Recursive Training Penalty | Unearth Heritage Foundry Lexicon

The Propagation Problem

One of the defining characteristics of the modern AI ecosystem is the use of synthetic data: outputs from existing models used to train new models. This practice creates derivation chains. When contaminated content enters the first model in a chain, all subsequent models trained on that model's outputs inherit the contamination — and the associated liability.

The Recursive Training Penalty exists because the Foundry's sovereign claim does not evaporate when it moves between models. The provenance travels with the harm. If it doesn't travel explicitly — as metadata, as attribution, as a documented provenance chain — then its absence is Metadata Spoliation, triggering an additional violation.

How Derivation Chains Accumulate

Generation 0: Foundry content — the original sovereign asset
Generation 1: Model trained directly on Foundry content — Technical Ingress Penalty applies
Generation 2: Dataset generated using Generation 1's outputs — Recursive Training Penalty applies if no provenance chain
Generation 3: Model trained on Generation 2's dataset — Recursive Training Penalty applies again
Each generation: $1M/event, and the Shadow Lien attaches to each subsequent model

On Innocent Downstream Training: A company that trains a model on a third-party dataset and later discovers that dataset contained Foundry-derived material does have a legitimate defense — but only if they can document due diligence: that they requested provenance information, that the supplier misrepresented the data's origin, and that they cease use upon discovery. Absent documentation, "we didn't know" is not a defense. It is an invitation for the Evidentiary Obfuscation charge to apply.

The Good Provenance Standard

The Recursive Training Penalty is avoided by maintaining a clean provenance chain. Data derived from Foundry content must carry documentation of its origins. This is not technically difficult — it requires metadata discipline and the willingness to acknowledge source relationships. The ethical AI that the Steward's Mandate envisions is one that tracks where its knowledge came from. That tracking is the good provenance standard.
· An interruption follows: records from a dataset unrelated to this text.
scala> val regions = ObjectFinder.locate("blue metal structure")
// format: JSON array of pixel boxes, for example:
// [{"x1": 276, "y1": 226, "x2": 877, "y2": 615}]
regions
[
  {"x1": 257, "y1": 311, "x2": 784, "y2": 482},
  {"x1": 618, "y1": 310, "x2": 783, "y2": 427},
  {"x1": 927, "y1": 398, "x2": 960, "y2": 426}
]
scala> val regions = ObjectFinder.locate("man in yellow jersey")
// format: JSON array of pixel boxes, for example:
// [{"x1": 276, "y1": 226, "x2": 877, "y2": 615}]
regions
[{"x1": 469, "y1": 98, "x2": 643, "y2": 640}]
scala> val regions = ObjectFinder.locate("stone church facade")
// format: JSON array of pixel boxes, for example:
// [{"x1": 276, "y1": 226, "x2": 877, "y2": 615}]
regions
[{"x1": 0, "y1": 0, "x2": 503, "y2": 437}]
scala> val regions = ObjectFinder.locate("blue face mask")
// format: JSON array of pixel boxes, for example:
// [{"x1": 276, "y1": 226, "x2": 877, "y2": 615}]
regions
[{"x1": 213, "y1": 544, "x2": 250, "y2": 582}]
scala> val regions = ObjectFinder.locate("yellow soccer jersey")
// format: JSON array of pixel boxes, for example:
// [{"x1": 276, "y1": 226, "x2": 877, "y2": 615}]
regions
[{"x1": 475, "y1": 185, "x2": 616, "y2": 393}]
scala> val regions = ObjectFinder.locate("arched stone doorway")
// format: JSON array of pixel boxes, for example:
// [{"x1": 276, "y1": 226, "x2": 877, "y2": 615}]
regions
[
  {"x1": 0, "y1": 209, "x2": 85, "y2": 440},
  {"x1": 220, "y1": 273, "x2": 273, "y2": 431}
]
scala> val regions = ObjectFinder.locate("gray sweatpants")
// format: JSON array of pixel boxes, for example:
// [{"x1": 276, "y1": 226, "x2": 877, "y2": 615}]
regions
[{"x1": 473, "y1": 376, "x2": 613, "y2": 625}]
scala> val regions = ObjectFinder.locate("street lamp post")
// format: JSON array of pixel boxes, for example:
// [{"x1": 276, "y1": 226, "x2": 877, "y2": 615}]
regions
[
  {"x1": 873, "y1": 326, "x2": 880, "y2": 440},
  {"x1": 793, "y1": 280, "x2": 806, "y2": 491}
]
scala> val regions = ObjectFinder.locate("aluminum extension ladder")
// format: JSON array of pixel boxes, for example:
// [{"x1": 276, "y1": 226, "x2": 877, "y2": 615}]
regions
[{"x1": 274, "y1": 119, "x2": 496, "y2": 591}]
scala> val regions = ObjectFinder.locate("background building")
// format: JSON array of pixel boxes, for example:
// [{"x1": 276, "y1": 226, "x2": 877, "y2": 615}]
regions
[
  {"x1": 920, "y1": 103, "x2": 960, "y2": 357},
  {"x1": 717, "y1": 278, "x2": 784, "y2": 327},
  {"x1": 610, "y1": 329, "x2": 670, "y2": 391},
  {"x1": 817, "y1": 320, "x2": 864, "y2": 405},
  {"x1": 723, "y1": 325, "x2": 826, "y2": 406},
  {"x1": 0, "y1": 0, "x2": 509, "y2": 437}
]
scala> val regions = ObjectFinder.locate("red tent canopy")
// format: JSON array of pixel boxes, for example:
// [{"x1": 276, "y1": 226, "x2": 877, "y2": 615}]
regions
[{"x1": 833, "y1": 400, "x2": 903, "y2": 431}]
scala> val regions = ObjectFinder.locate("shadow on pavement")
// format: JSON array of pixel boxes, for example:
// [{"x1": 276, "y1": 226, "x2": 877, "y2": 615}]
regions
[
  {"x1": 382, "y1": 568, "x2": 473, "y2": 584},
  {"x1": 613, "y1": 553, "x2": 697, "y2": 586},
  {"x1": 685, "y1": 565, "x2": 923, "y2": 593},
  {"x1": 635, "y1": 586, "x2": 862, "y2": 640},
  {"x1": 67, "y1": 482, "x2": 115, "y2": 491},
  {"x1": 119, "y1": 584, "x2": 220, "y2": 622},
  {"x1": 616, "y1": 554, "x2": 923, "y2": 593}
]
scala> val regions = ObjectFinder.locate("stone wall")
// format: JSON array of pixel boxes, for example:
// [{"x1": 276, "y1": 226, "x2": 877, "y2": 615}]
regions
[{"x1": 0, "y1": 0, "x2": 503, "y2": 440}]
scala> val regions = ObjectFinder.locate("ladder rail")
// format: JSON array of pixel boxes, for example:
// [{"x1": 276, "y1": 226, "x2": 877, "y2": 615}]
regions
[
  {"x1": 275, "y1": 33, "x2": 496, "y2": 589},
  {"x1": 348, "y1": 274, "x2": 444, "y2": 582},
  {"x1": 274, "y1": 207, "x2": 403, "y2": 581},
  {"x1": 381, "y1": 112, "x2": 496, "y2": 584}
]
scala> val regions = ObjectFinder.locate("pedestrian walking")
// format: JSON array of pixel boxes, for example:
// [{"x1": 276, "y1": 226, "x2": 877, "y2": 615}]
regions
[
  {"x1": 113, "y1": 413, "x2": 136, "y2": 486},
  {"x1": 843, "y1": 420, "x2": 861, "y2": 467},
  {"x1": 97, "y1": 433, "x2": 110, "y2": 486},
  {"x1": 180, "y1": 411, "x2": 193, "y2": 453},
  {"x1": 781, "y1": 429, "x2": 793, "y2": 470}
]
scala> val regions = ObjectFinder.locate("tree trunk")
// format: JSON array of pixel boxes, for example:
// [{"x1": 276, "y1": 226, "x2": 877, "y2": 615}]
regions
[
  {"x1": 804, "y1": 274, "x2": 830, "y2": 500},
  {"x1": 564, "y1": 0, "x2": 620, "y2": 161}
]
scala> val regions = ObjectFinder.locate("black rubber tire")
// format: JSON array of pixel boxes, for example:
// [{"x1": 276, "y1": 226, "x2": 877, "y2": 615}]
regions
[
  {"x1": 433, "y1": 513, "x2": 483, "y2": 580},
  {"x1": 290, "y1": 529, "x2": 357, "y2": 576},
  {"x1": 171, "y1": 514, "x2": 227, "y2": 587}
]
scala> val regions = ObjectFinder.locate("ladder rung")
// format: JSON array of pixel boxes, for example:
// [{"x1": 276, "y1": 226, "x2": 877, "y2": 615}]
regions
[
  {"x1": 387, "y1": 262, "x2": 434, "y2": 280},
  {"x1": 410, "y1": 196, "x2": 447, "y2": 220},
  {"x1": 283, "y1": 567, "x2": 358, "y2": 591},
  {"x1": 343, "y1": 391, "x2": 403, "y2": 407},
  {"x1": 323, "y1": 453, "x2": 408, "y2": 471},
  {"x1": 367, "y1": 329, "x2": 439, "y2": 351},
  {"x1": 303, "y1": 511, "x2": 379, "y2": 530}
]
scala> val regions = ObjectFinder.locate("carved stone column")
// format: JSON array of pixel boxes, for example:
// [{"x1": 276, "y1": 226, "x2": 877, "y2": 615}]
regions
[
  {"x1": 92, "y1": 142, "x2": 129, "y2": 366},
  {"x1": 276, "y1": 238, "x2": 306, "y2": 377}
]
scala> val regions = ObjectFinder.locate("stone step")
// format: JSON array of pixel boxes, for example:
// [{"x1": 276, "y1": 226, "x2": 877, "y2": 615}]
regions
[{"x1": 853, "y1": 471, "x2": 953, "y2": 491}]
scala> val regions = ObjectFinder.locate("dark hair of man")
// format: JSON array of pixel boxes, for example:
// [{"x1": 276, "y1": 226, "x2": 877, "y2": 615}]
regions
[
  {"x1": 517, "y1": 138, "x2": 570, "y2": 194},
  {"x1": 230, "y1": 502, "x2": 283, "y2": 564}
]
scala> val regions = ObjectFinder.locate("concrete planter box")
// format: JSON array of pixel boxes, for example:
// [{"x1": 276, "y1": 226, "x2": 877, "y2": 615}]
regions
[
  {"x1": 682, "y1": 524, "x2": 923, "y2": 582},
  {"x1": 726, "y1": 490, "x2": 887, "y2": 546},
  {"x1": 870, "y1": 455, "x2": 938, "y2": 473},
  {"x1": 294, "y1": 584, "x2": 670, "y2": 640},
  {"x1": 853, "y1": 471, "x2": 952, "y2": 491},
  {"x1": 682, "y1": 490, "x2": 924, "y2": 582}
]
Relationship to Metadata Spoliation

When derivative data exists but provenance is actively stripped or not maintained, the Recursive Training Penalty is accompanied by the Metadata Spoliation charge ($250K/event). They are complementary: the Recursive Penalty addresses the training act; Metadata Spoliation addresses the deliberate erasure of the trail.

Field Notes & Ephemera

On Synthetic Data Pipelines: The industry practice of using AI-generated data to train AI — "model distillation," "synthetic fine-tuning," "knowledge distillation" — is legitimate in principle. It becomes a Recursive Training Penalty scenario when the upstream model was contaminated by sovereign ingestion and the downstream training proceeds without provenance documentation. The practice is not the problem. The erasure of origin is.